VIRINDER MOUDGIL: I agree that COVID-19 exposed the digital divide especially in K-12 education. Although we do not see the divide directly with our students because all our students are provided very powerful laptop computers aligned with industrial and manufacturing design level capabilities. We do recognize that this is a challenging problem for many universities.

PULSE: COVID-19 is moving us to a virtual economy where higher skilled workers have more opportunity and job security. What role in your view should higher education (both public and private institutions) play in training the unskilled workforce that are on the frontlines, majority of whom are black and other minorities? 

VIRINDER MOUDGIL: We recognize that skilled workers are and will be in demand. COVID-19 has increased interest in innovation and entrepreneurship at higher education institutions. Whereas degree programs at universities take time to complete a program, a time requirement that is in conflict with many who are unable to take time from family and their current jobs to achieve the benefit of higher education. LTU had developed many industry-based certificate programs that can be completed in a relative short time span. We are also investing in our outreach communities in Detroit schools to prepare future workforce that is technically competitive and progressively in demand.

PULSE: This pandemic has exposed the deep levels of inequality and poverty that are endemic in our society. What is the lesson for those who are entrusted with responding to such global challenges? 

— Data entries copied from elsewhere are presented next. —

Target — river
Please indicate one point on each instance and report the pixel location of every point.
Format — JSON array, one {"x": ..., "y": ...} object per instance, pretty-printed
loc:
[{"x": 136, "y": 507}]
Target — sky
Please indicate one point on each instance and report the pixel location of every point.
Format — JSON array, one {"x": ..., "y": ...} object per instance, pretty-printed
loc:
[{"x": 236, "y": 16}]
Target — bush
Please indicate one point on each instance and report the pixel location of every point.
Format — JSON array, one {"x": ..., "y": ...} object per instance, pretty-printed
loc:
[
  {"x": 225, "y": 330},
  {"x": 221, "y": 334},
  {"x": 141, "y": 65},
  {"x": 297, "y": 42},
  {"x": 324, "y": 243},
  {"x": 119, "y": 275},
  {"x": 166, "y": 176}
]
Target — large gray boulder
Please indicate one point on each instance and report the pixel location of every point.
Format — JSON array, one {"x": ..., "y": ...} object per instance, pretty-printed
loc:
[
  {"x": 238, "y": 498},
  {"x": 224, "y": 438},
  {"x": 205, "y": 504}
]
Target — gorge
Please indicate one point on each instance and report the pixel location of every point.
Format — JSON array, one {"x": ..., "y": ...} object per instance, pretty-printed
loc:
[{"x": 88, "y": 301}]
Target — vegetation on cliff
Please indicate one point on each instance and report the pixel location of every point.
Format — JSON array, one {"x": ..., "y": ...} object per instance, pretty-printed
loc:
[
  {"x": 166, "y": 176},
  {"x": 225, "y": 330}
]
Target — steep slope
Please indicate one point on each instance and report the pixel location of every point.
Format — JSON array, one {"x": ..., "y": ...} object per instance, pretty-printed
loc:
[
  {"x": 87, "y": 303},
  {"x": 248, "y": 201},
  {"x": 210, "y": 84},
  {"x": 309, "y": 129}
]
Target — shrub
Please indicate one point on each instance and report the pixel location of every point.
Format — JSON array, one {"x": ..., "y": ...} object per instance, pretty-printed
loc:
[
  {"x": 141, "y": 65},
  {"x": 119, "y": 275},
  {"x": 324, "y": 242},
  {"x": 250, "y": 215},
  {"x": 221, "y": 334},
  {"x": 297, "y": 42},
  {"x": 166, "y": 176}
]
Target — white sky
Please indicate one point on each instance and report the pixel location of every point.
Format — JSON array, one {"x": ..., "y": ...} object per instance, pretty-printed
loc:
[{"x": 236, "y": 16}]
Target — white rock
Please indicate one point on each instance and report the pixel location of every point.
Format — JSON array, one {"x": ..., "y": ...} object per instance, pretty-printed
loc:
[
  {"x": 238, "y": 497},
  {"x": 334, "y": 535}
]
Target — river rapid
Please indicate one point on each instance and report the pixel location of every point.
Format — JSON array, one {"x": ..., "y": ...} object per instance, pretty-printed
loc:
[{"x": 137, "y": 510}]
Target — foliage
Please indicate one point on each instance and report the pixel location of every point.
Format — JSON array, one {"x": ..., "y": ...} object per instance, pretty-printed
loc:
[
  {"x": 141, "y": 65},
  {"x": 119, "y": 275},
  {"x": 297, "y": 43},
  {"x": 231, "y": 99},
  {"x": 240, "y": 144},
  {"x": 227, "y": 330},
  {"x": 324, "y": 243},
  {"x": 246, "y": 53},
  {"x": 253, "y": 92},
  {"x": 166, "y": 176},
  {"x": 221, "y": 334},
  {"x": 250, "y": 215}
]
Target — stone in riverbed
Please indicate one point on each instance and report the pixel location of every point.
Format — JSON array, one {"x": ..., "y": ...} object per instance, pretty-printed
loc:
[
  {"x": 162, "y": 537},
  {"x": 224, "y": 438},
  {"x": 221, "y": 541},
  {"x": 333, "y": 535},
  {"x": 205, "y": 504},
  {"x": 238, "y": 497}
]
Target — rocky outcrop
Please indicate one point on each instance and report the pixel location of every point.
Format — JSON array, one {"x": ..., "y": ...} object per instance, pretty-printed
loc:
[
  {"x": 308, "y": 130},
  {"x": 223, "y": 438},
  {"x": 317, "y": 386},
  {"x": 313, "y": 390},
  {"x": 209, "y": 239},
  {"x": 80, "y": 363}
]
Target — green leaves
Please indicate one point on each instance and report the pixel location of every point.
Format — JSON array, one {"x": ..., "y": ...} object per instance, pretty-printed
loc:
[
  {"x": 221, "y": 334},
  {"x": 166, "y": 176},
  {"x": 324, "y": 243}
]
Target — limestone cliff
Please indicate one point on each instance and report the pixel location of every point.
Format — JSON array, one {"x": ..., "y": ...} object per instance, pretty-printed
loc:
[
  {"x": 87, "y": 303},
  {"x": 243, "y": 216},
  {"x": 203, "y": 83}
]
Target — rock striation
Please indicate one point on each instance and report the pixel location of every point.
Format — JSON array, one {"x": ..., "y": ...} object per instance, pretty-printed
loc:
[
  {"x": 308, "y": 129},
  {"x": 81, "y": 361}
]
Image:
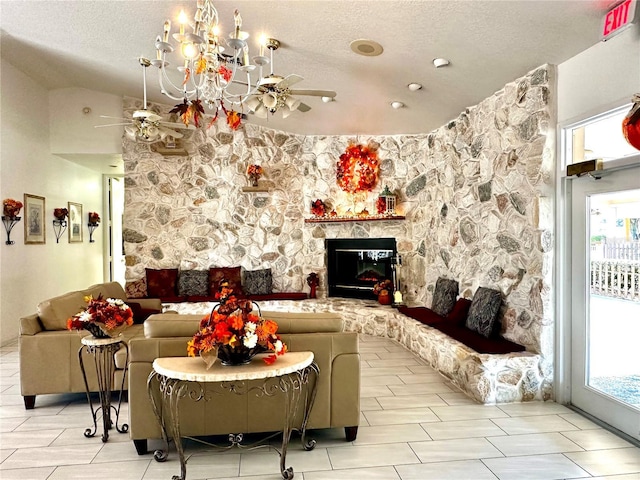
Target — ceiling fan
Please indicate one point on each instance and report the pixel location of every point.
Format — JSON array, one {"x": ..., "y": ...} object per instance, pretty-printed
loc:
[
  {"x": 274, "y": 92},
  {"x": 144, "y": 125}
]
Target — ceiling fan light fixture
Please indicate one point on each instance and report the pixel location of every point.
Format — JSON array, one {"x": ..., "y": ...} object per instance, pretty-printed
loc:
[
  {"x": 270, "y": 100},
  {"x": 367, "y": 48}
]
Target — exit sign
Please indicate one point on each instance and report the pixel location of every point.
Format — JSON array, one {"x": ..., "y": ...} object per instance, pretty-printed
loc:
[{"x": 618, "y": 18}]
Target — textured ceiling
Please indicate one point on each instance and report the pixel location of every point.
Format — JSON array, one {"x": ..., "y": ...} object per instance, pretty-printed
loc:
[{"x": 94, "y": 44}]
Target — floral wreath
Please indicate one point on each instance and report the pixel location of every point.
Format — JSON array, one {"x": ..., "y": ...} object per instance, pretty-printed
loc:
[{"x": 357, "y": 168}]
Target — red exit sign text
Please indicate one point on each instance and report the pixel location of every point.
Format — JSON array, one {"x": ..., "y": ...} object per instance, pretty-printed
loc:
[{"x": 618, "y": 18}]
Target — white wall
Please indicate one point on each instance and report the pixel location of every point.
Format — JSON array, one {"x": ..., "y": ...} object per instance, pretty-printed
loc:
[
  {"x": 31, "y": 273},
  {"x": 599, "y": 79}
]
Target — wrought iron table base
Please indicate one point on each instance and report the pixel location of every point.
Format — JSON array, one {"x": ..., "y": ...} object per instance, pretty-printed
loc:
[
  {"x": 171, "y": 390},
  {"x": 105, "y": 368}
]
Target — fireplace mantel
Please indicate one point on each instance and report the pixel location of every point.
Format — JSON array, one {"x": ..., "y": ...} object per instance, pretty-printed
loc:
[{"x": 380, "y": 218}]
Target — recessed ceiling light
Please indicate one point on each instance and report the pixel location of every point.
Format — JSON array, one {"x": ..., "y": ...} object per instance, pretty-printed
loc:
[
  {"x": 440, "y": 62},
  {"x": 368, "y": 48}
]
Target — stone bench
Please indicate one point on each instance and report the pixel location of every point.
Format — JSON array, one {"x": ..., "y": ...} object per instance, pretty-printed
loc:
[{"x": 487, "y": 378}]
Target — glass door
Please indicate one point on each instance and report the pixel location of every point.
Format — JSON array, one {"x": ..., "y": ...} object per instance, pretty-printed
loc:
[{"x": 605, "y": 298}]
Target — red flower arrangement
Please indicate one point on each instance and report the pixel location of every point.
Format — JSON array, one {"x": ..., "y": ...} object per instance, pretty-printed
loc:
[
  {"x": 94, "y": 218},
  {"x": 233, "y": 329},
  {"x": 318, "y": 208},
  {"x": 11, "y": 207},
  {"x": 60, "y": 213},
  {"x": 357, "y": 168},
  {"x": 102, "y": 314}
]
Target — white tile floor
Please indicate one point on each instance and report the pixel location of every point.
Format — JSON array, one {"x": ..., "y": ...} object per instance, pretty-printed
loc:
[{"x": 414, "y": 426}]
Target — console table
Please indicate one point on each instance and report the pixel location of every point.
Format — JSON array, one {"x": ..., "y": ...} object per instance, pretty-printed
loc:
[
  {"x": 174, "y": 378},
  {"x": 103, "y": 350}
]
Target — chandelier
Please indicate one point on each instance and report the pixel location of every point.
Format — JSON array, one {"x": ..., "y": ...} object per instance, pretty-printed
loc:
[{"x": 211, "y": 65}]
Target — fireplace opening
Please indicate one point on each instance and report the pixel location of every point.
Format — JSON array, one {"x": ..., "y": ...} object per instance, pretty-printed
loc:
[{"x": 355, "y": 265}]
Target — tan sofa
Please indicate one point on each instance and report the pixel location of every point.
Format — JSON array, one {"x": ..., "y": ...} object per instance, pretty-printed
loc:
[
  {"x": 337, "y": 402},
  {"x": 49, "y": 352}
]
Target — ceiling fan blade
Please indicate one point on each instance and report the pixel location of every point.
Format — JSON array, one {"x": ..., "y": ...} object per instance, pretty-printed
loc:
[
  {"x": 290, "y": 80},
  {"x": 115, "y": 118},
  {"x": 315, "y": 93},
  {"x": 177, "y": 125}
]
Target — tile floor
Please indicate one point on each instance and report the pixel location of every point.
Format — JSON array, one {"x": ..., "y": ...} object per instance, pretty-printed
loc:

VIRINDER MOUDGIL: I am a biologist and believe all children and adults have potential to be innovative and creative, but in different domains of our society. All we have to do to equalize that potential is to give them the tools of success and opportunities of a supportive academic, economic and social environment.

PULSE: Does LTU plan to reopen this fall? If so, what is the risk management strategy to minimize contact between faculty and students? 

VIRINDER MOUDGIL: A hallmark of LTU education is reliance of Theory and Practice model of education. Being a STEM/STEAM focused university, many programs require hands-on practical experience, while lectures can be supplemented by online lectures. Laboratory exercises, architecture studios and workshops when properly spaced can be taught in-person mode. Pending State and or federal regulations, we hope to open the fall semester in a variety of teaching methods: on ground, online and hybrid mode offering both in-person classes and remote learning. All standard procedures of risk management would be in place for in-person classes.